SQL がたくさんの非構造化データを取り込み、それらによりリレーショナルな構造を適用し、従来のデータベース管理スキルを持つアナリストにとって使用可能で親しみやすいものにしていく様を見るのは、興味深い体験です。
良い例は、BigQuery の JSON 関数のサポートです。これにより、OpenStreetMap などからメタデータの階層的で不均一なデータ構造を取得し、それを BigQuery にネイティブに保存して、記述的なキーと値に簡単にアクセスできます。その結果、BigQuery のデータを効果的に操作できるようになるので、ビジネス毎の役割に応じて、博士レベルのデータ サイエンティストだけでなく、幅広いアナリストを雇うことができます。
当社のデータ サイエンス チーム内でも、数年前は Python で実行する必要があったことのほとんどが、今では SQL で実行できます。これにより、データ パイプラインの拡張部分を管理するよりも、洞察を引き出すことに多くの時間を費やすことができます。また私たちは、ストアド プロシージャなどの SQL 機能を活用して、データ ウェアハウス内で実行し、数十億のデータポイントを 5 秒のレイテンシで処理しています。

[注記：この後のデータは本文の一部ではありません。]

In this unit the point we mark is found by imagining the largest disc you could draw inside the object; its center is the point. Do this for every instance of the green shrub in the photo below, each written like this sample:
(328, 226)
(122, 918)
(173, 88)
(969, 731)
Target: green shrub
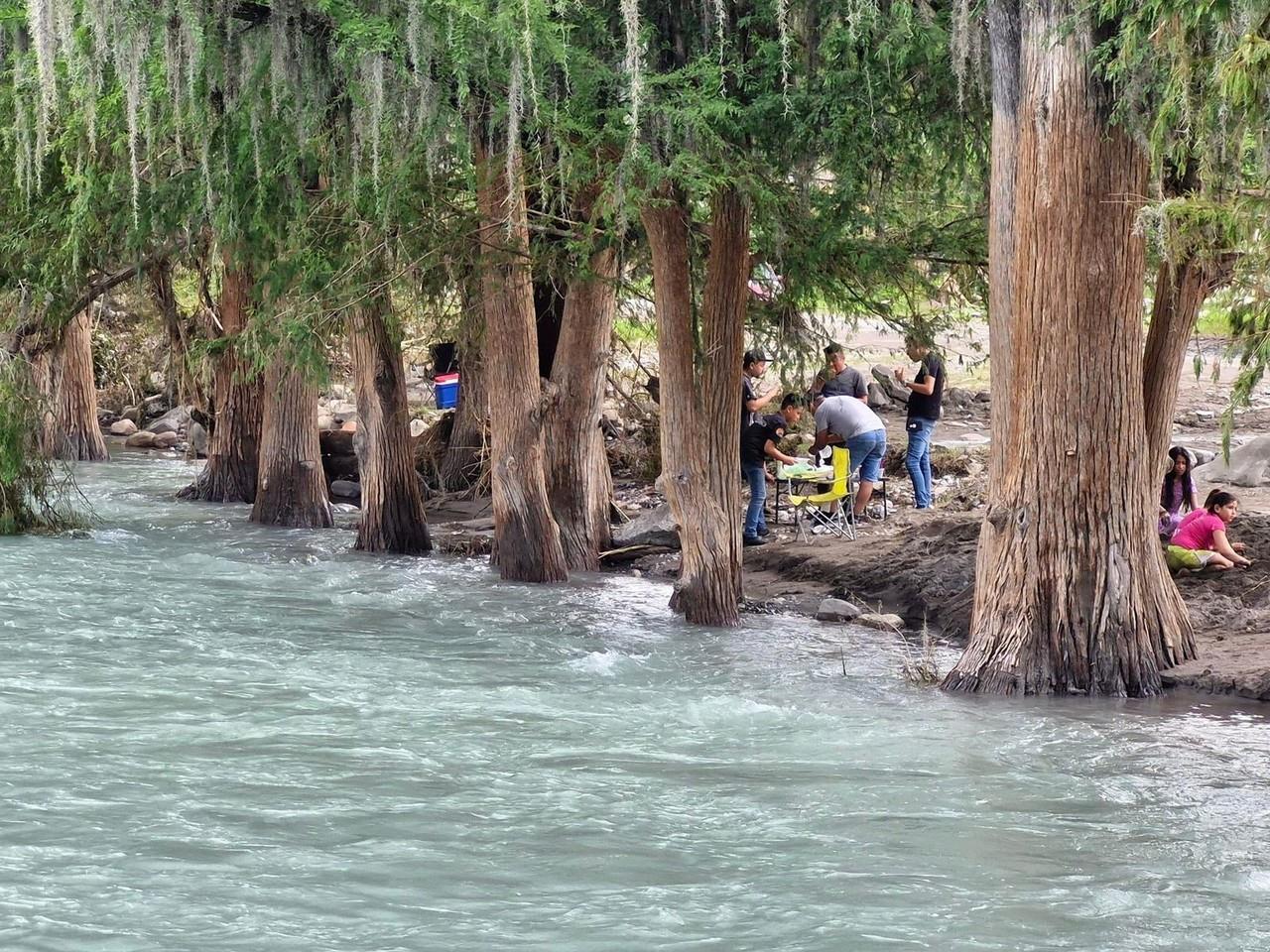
(35, 490)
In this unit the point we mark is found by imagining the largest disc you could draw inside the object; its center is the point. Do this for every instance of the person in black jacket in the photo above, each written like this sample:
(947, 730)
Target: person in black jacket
(757, 445)
(925, 405)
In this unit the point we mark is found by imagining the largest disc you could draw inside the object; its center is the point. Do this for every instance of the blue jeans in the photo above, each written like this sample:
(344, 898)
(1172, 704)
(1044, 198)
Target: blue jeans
(756, 475)
(919, 460)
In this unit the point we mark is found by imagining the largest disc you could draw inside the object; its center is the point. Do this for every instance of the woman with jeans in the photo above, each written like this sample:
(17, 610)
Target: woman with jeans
(848, 421)
(757, 445)
(924, 409)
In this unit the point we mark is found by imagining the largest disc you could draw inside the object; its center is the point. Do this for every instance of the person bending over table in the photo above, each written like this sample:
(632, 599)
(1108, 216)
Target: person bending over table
(757, 445)
(848, 421)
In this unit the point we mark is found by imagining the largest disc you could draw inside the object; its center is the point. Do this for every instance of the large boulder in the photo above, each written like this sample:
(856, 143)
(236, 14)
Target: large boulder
(835, 610)
(885, 377)
(1248, 466)
(176, 420)
(345, 489)
(656, 527)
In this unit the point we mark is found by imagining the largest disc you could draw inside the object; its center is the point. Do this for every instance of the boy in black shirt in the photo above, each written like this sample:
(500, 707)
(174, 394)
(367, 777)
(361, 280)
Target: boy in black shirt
(758, 444)
(925, 405)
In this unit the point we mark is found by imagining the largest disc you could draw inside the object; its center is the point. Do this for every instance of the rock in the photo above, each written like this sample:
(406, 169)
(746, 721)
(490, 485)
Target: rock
(345, 489)
(176, 420)
(878, 399)
(884, 622)
(197, 439)
(1248, 466)
(654, 527)
(835, 610)
(335, 443)
(885, 377)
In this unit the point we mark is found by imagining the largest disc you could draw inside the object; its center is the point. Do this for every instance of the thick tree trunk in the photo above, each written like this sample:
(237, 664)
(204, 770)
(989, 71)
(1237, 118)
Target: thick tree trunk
(1075, 595)
(71, 429)
(180, 384)
(1180, 293)
(699, 399)
(461, 466)
(526, 538)
(293, 489)
(393, 518)
(231, 470)
(549, 316)
(579, 483)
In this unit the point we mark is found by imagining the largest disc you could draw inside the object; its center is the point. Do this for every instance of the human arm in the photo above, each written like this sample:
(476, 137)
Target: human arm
(1223, 547)
(758, 403)
(926, 388)
(772, 452)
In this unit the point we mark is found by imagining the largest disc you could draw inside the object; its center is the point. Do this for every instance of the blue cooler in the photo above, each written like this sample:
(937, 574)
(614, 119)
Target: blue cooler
(447, 391)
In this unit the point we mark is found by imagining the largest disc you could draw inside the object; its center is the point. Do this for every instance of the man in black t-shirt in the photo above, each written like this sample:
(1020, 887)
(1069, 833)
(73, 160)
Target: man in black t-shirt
(757, 445)
(925, 405)
(753, 366)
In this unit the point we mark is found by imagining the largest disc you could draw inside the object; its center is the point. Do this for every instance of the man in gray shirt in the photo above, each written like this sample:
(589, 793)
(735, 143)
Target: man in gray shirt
(844, 420)
(838, 379)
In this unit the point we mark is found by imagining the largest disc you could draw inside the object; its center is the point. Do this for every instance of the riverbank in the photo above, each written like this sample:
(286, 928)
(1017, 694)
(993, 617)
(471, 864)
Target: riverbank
(924, 570)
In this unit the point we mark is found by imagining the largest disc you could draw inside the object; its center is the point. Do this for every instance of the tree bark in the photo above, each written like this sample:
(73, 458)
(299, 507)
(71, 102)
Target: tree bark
(461, 466)
(181, 385)
(293, 489)
(579, 483)
(526, 538)
(231, 470)
(1180, 293)
(1074, 595)
(699, 399)
(393, 517)
(72, 430)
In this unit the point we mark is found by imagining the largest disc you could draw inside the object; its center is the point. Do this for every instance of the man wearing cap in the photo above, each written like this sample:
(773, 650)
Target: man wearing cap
(753, 366)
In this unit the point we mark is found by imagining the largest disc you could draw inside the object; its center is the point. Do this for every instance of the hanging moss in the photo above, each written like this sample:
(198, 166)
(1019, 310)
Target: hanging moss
(35, 492)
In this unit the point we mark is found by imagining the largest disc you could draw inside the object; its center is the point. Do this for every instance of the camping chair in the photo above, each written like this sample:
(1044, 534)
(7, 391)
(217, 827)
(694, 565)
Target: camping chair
(841, 522)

SQL を使用してこのデータに簡単にアクセスできるようになったことで、社内全体でデータを民主化して、すべての人がデータを使用して顧客の成果を改善し、興味深い新しいアプリケーションを開発する機会を得ることができるようになりました。
Google Cloud によるイノベーションの再考
何年にもわたって私たちが BigQuery を使い続けてきたのは、必要に駆られてではありません、私たちがそれを望んだからです。Google Cloud は、私たちの未来と、データドリブンな洞察とインテリジェンスでその水準を引き上げようとしているすべての組織の未来を後押しするための、洞察を推進するのに役立っています。BigQuery の機能は、ますます複雑になる分析、データ サイエンスの手法、地理空間のサポート、BQML の追加により、私たちのニーズに合わせて進化し続けています。
BigQuery は Geotab に、地理空間データを膨大な規模で管理、変換、分析する独自の機能を実現する環境を提供してくれます。また、ビジネスに必要な他のあらゆる種類の構造化データと非構造化データを、単一の信頼できる情報源に集約することも可能にし、私たちがそれに対してあらゆる分析を実行できるようにしてくれます。